Home Pioneer Squared A Retail Ecommerce Vaccine: Support-Local Converts Bricks to Clicks

A Retail Ecommerce Vaccine: Support-Local Converts Bricks to Clicks

After the Great Seattle Fire of 1889 destroyed the entire central business district of Seattle in less than one day, the city’s first brick and mortar buildings could be seen emerging from the rubble, brick by brick, to 20 feet above sea level, like a Phoenix rising from the ashes. The disaster transformed the architecture of the Pacific Northwest’s business landscape and made rebuilt Seattle the largest city in the newly-admitted state of Washington. The original bricks and mortar are still visible today in Seattle’s Pioneer Square on the fabled Underground Tour.

In the disruption of the COVID-19 pandemic that has caused widespread store closures and stay-at-home orders, redirecting consumer traffic to curbside pickups and drive-through windows, the landscape is changing once again.

This time a new avenue is affording safe passage for store owners and customers alike to access a multi-lane expressway. The new anti-viral “vaccine” is converting old bricks to new clicks: The hyper-local ecommerce marketplace.

Pioneer Square Engages the Community

Disasters can shake up industries and wake up communities.  

“Ecommerce penetration was pulled forward 2-3 years, and trends that already were here are being magnified,” said Eric Roth, managing director at investment firm MidOcean Partners, of the last two quarters.

Pioneer Square Business Alliance Development Manager, Chris Woodward

Chris Woodward would agree. As business development manager of the Pioneer Square Business Alliance, Chris spearheaded the Support Local Pioneer Square Shopping Hub as an online marketplace for Pioneer Square merchants.

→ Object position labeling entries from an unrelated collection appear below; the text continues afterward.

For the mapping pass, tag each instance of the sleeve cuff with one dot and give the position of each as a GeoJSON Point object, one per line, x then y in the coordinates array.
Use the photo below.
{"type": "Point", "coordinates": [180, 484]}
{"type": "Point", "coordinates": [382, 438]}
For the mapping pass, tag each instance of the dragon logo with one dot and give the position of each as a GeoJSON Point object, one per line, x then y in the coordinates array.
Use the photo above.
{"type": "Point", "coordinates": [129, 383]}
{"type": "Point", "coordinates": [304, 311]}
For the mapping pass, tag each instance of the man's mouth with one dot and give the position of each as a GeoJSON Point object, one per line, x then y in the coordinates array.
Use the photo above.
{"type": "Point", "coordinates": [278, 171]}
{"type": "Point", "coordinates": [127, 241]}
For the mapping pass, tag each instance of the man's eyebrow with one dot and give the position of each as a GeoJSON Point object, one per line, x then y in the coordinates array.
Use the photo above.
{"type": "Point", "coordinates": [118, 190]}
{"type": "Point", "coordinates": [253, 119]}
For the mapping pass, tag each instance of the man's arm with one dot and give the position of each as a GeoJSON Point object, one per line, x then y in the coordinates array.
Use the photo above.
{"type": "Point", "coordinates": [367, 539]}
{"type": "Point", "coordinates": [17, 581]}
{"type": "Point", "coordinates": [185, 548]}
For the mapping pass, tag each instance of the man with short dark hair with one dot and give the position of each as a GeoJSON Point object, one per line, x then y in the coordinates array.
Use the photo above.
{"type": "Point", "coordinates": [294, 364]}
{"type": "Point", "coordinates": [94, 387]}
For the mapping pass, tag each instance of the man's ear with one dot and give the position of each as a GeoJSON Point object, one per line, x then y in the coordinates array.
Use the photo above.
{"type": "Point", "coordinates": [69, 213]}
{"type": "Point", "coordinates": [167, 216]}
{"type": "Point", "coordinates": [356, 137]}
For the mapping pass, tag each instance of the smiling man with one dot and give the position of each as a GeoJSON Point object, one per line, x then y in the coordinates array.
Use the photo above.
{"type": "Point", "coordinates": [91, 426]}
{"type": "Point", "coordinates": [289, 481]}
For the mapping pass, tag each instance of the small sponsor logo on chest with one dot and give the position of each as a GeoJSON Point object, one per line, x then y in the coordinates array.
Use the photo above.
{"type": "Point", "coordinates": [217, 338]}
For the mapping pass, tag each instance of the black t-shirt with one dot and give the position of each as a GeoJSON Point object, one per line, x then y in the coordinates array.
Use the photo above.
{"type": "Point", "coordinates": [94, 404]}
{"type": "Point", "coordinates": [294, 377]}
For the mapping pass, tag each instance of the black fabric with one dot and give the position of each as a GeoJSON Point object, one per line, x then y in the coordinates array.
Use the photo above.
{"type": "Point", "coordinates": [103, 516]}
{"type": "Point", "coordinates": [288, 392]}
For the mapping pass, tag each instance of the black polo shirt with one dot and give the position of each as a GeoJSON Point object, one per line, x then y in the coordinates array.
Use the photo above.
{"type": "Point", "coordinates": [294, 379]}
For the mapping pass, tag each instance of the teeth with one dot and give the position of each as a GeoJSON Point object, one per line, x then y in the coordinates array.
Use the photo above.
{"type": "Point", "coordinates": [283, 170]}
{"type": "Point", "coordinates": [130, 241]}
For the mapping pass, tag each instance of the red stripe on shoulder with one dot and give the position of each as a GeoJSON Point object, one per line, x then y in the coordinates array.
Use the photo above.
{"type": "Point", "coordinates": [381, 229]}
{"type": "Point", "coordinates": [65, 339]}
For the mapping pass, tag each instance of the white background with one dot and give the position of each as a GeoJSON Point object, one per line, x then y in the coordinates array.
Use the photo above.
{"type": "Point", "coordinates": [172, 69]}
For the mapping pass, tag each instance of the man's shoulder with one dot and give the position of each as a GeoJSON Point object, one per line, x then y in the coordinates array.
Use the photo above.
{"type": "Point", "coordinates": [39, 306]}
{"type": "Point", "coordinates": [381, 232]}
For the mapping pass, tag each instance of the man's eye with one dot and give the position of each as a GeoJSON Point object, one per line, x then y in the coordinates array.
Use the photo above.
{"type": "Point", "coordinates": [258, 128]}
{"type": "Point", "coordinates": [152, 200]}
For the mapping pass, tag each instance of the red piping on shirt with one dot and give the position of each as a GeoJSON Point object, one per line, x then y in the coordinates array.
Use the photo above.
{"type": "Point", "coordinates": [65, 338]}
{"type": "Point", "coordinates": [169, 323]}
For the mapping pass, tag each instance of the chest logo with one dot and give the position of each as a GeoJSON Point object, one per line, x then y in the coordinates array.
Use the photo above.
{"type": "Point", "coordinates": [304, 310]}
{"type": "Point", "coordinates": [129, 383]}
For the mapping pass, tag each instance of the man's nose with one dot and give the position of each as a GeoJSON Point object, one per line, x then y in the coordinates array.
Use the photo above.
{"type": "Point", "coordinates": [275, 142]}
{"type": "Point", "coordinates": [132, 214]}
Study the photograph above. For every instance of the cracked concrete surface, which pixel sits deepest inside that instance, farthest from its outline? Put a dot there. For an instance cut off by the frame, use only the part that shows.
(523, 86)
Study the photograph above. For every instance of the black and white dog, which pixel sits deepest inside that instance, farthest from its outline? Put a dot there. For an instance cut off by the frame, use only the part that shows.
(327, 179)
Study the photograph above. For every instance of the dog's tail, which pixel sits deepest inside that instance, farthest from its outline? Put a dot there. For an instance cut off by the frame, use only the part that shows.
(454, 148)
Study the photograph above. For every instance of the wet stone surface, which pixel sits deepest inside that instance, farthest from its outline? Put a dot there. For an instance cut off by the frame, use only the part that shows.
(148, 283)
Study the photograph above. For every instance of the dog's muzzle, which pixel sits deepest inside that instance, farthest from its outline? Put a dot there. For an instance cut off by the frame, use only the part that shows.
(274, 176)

In Pioneer Square, Woodward succeeded in galvanizing 45-50% of the local business community, or 215 businesses, for launch in March of 2020. 

The project was a whole lot easier to drill down on than the Seattle tunnel. Merchants would simply submit an online form to the Support Local platform to upload their business profile, logo, product information, photos and pricing, creating their own local shop-site. Each merchant could use their shop’s legacy credit card processor or use PayPal which was built-in for businesses that did not have a payment processor. The platform has expanded on those features with an email request form to order-by-phone or arrange local delivery with a “Virtual Tip Jar” as additional ways to patronize a business at a click.

“DEI Creative is a great partner to work with,” said Woodward. “From thoughtfully walking us through their platform during our early initial exploratory meetings to meeting our every site maintenance need, they have consistently provided the creative thinking, scrupulous design, and project management necessary to set up the Support Local – Pioneer Square platform for success.”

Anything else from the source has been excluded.